According to WindEurope Europe now has 236 GW of wind capacity, this means that if only 1.27% of the total current power of wind production can abusively be controlled you already have the 3GW which could potentially destabilize the European grid. WindEurope expects Europe to install another 116 GW of new wind farms over the period from 2022–2026.
The cyber security of those turbines and farms is of utmost importance for the European electricity grid. Bad security in multiple (larger) farms, can lead to serious issues with the grid when they are compromised.
What can we learn from this?
Updates — How long should a controller of a wind turbine be updated?
The life expectancy of wind turbines is around 25 years. This means that the software running on those devices should also be maintained for at least 25 years.
This includes patches, software updates and upgrades and also potentially hardware upgrades to support the latest software and cryptographic algorithms and protocols. This will come with extra costs, but will make a more secure and reliable system.
Having a process in place to monitor vulnerabilities and updates is of key importance here.
Connectivity — and the need for it
The main question when looking at the wind turbines and farms that are accessible via the internet right now is: Why on earth are they connected to the internet in that way?
I can see that connectivity can and will be necessary for gathering information about production, controlling the turbine and curtailment. However, they should not have a public IP address and should not be reachable from the internet. They should use a VPN or alike to be controlled, and not connected to the open internet.

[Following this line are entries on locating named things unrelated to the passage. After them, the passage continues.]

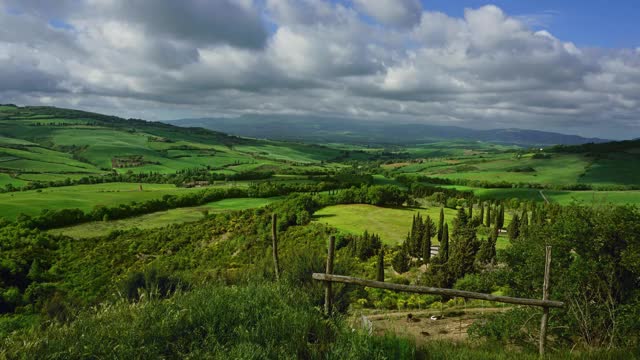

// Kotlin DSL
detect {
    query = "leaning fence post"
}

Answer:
[540,246,551,357]
[324,235,336,316]
[271,213,280,281]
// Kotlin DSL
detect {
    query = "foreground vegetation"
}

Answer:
[0,106,640,359]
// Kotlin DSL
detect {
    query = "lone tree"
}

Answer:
[438,223,449,263]
[376,249,384,281]
[507,214,520,241]
[478,227,498,264]
[391,247,410,274]
[438,207,444,242]
[484,203,491,227]
[496,204,504,229]
[448,209,479,282]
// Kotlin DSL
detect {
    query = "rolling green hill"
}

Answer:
[0,106,348,186]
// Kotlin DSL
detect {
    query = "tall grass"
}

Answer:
[0,284,632,360]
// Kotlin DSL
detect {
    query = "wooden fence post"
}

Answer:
[271,213,280,281]
[324,235,336,316]
[540,246,551,357]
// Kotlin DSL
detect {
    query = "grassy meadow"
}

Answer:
[49,198,279,239]
[314,204,511,248]
[0,183,208,220]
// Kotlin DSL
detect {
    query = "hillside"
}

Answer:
[0,106,341,187]
[166,115,607,146]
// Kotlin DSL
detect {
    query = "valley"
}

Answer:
[0,106,640,358]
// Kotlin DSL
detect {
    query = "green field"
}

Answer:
[314,204,511,249]
[49,198,279,239]
[0,107,356,186]
[0,183,210,220]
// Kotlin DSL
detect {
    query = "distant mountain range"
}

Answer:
[165,115,610,146]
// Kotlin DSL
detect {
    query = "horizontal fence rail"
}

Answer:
[312,273,564,308]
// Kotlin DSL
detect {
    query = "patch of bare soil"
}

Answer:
[366,308,507,344]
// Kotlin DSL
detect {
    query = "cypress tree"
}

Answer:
[484,204,491,227]
[520,209,529,235]
[496,204,504,229]
[438,223,449,262]
[376,249,384,281]
[391,249,410,274]
[447,209,479,285]
[438,207,444,242]
[507,214,520,241]
[421,216,435,264]
[489,227,500,263]
[454,206,469,228]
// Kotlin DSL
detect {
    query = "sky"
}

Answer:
[0,0,640,139]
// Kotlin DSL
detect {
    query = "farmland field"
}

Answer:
[0,183,212,220]
[49,198,278,239]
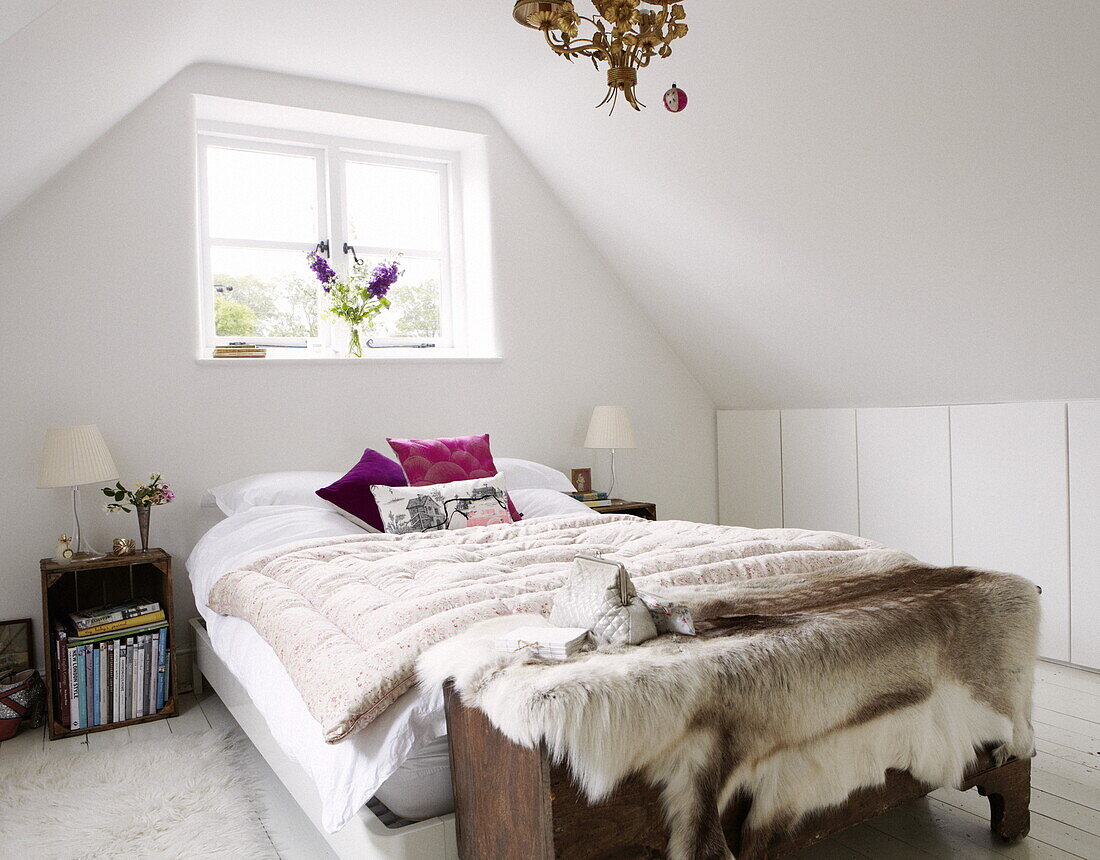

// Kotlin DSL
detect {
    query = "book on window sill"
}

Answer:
[493,627,589,661]
[213,346,267,359]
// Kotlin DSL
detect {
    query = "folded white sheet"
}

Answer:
[187,501,600,833]
[187,505,447,833]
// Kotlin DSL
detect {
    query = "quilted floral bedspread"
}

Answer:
[209,515,894,743]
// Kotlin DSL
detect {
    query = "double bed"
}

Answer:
[187,475,600,860]
[187,467,1037,860]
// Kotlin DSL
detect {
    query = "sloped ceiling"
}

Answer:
[0,0,1100,407]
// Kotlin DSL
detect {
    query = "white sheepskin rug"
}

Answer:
[0,731,278,860]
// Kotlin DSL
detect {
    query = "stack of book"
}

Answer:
[493,627,589,661]
[569,493,607,507]
[213,343,267,359]
[54,599,171,729]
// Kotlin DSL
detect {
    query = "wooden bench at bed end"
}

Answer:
[444,684,1031,860]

Other vendors and turbines
In this specific case we focused on one single vendor, and tried to get as much information about the device as possible. So this doesn’t necessarily mean that other vendors are also vulnerable, not at all. About some controllers and vendors I wasn’t able to find a single device connected to the internet, it seems that they have their security at a higher level.

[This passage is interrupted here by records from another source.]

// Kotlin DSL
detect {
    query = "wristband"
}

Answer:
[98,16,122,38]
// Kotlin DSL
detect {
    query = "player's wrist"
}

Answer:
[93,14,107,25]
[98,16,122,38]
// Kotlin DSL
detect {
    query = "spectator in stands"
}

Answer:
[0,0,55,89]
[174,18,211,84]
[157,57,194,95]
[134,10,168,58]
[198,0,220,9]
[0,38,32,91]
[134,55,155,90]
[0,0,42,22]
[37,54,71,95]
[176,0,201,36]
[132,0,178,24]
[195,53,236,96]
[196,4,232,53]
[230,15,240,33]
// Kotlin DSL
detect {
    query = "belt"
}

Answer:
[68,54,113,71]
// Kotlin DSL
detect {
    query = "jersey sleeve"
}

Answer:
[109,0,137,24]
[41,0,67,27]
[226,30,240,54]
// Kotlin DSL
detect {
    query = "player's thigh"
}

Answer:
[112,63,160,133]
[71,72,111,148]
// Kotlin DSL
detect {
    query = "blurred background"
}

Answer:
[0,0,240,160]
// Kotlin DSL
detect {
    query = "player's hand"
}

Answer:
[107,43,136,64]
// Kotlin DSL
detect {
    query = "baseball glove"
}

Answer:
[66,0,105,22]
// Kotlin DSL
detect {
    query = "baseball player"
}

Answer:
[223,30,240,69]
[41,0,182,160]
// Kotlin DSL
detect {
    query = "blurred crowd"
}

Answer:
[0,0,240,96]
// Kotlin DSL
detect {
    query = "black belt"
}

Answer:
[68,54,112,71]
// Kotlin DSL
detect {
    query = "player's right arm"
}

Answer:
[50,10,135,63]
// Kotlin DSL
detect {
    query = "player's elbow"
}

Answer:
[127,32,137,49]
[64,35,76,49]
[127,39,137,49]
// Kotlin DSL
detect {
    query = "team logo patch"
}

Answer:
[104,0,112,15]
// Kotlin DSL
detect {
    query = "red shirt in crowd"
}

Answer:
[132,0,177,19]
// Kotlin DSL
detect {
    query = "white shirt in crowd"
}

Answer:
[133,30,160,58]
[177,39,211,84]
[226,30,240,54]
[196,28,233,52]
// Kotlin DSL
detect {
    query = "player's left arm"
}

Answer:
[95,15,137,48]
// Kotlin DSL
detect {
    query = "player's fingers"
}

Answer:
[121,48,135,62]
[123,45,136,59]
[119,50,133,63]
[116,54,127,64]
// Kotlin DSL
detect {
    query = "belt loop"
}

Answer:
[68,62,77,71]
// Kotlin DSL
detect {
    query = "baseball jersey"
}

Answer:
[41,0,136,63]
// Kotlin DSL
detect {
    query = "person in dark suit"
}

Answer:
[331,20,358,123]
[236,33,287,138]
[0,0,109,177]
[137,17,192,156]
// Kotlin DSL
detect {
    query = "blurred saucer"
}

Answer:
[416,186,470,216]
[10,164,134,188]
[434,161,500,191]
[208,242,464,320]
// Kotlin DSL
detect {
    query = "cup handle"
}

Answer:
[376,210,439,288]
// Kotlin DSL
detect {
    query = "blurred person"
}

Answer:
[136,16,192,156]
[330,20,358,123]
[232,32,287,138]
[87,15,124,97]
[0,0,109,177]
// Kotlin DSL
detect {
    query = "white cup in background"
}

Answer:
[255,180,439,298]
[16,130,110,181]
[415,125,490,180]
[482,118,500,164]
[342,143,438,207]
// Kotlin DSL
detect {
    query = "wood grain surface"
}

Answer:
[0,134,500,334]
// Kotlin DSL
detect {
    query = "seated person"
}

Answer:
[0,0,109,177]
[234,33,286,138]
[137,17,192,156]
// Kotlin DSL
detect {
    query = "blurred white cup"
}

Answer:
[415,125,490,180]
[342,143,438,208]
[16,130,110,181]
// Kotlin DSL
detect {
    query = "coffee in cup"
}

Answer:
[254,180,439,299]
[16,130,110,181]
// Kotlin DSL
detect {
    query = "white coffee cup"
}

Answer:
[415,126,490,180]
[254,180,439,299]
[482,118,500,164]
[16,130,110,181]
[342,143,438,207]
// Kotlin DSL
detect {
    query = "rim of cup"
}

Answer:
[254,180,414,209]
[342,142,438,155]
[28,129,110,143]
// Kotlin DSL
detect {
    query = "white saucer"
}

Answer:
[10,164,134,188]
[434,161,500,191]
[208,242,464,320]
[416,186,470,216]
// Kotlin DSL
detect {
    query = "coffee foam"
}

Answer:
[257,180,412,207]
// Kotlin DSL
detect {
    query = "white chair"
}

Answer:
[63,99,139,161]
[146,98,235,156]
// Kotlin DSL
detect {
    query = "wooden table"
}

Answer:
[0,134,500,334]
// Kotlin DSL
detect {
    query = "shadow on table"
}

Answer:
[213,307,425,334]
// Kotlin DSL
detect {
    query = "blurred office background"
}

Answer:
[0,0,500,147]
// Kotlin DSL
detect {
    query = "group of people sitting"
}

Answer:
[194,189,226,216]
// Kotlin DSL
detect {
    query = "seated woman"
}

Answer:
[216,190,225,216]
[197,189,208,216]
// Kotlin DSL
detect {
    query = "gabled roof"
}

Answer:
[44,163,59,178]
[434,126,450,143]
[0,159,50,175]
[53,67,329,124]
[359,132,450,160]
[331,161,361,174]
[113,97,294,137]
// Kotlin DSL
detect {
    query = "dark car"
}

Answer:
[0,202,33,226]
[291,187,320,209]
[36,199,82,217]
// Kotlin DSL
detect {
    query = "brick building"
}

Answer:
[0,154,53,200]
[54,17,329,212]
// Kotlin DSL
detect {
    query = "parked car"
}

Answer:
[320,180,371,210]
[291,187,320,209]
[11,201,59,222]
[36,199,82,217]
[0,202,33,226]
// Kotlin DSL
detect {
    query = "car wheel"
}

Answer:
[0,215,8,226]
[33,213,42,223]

Command and control centers
New turbines and farms are probably controlled from a command and control center, where they safely connect to using a VPN. That’s of course way better than this, but it also add another attack vector and a possible single point of failure. The command and control center itself. If that can be reached via the internet, you have direct access to the full system. This means that the cyber security is as strong as the weakest link. The full chain, from turbine to control center, should be secured, monitored, updated and pentested.
Cyber security isn’t something you can add later, it should be part of the design and production process, of the whole life cycle of the device. It’s not a feature you can add later, and it’s not a nice to have. The full chain should be secured, and it should be by default.